The US Department of Health and Human Services, Medicare Learning Network (MLN) has published a document, Provider Compliance Tips for Skilled Nursing Facility (SNF) Inpatient Services, that clarifies the distinction between skilled services Medicare payments and custodial services (e.g., bathing, dressing and using the bathroom), which are not paid by Medicare. According to the Supplementary Appendices for the Medicare Fee-For-Service 2015 improper Payments Report, the improper payment rate for SNF inpatient services was 11 percent and the projected improper payment amount for SNF services during the 2015 report was $4 billion.
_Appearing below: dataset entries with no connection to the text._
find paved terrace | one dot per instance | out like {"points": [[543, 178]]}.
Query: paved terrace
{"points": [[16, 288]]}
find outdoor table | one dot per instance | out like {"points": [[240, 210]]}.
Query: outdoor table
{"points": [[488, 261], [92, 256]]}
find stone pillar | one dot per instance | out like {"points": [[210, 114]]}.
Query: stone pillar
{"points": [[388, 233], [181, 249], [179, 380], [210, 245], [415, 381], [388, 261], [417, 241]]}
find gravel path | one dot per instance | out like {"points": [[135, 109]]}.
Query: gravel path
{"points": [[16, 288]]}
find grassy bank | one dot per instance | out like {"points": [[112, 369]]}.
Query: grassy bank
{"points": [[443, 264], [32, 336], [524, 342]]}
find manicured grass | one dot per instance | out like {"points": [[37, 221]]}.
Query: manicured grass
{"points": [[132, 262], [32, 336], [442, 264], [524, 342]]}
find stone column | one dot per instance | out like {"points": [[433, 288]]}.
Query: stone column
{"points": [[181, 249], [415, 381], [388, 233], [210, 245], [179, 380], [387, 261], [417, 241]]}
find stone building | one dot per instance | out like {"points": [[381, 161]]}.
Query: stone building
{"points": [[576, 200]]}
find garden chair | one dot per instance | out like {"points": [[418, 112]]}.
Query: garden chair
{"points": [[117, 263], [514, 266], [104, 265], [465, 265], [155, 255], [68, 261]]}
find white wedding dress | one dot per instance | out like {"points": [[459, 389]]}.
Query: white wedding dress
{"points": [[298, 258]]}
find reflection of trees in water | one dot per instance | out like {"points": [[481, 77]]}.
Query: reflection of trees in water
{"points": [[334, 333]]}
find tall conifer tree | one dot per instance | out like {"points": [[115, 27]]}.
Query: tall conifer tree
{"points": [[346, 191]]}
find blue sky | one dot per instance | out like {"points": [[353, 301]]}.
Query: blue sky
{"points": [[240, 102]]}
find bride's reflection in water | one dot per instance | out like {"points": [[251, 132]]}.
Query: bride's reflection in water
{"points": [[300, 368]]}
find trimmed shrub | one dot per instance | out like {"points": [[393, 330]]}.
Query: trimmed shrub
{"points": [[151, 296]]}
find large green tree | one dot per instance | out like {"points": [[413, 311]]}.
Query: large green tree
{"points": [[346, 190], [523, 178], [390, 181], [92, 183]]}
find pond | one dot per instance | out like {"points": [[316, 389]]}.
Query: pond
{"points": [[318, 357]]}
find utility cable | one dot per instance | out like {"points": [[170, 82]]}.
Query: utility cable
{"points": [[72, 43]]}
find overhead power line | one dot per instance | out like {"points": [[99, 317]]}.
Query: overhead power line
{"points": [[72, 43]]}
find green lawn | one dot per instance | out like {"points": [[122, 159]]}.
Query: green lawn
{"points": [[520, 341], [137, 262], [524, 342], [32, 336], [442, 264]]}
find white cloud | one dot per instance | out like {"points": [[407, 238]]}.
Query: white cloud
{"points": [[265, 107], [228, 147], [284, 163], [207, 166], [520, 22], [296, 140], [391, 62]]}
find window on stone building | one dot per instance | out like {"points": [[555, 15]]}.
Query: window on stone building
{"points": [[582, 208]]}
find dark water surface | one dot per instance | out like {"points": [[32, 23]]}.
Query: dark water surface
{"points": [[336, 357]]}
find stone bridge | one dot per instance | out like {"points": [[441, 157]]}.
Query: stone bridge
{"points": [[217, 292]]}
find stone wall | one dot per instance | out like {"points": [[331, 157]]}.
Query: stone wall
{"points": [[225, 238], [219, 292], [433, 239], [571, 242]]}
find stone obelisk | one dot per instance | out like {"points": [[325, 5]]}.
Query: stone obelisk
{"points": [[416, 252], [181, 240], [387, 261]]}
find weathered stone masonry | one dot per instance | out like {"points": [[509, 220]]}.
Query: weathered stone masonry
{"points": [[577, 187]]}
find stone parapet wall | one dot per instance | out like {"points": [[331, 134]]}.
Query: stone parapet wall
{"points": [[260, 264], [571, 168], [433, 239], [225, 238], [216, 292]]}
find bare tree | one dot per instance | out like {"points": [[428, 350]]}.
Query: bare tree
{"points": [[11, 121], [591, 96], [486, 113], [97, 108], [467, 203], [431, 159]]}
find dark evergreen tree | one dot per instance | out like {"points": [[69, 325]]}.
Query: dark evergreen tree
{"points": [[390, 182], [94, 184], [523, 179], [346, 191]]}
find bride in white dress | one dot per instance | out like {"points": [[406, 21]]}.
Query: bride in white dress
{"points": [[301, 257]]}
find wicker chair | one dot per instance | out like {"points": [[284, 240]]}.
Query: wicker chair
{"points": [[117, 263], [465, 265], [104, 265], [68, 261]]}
The MLN document asserts that the majority of improper payments for SNF services are due to insufficient documentation. SNFs are required to submit medical records to support the medical necessity of skilled services; including certification that the beneficiary needed daily skilled care, an authenticated plan of care, and the time (in minutes) for the therapy services provided. Further, claims for skilled coverage need to include sufficient documentation to enable a reviewer to determine: the beneficiary requires skilled services in order for the services to be furnished safely and effectively; the services are reasonable and necessary for the treatment of the resident’s illness or injury; the nature and severity of the individual’s illness or injury; and the individual’s particular medical needs and accepted standards of medical practice.
The documentation also must show that the series are appropriate in terms of duration and quantity, and that the services promote the documented therapeutic goals. Resident goals also must be routinely assessed and documented to provide a sufficient basis for determining Medicare coverage.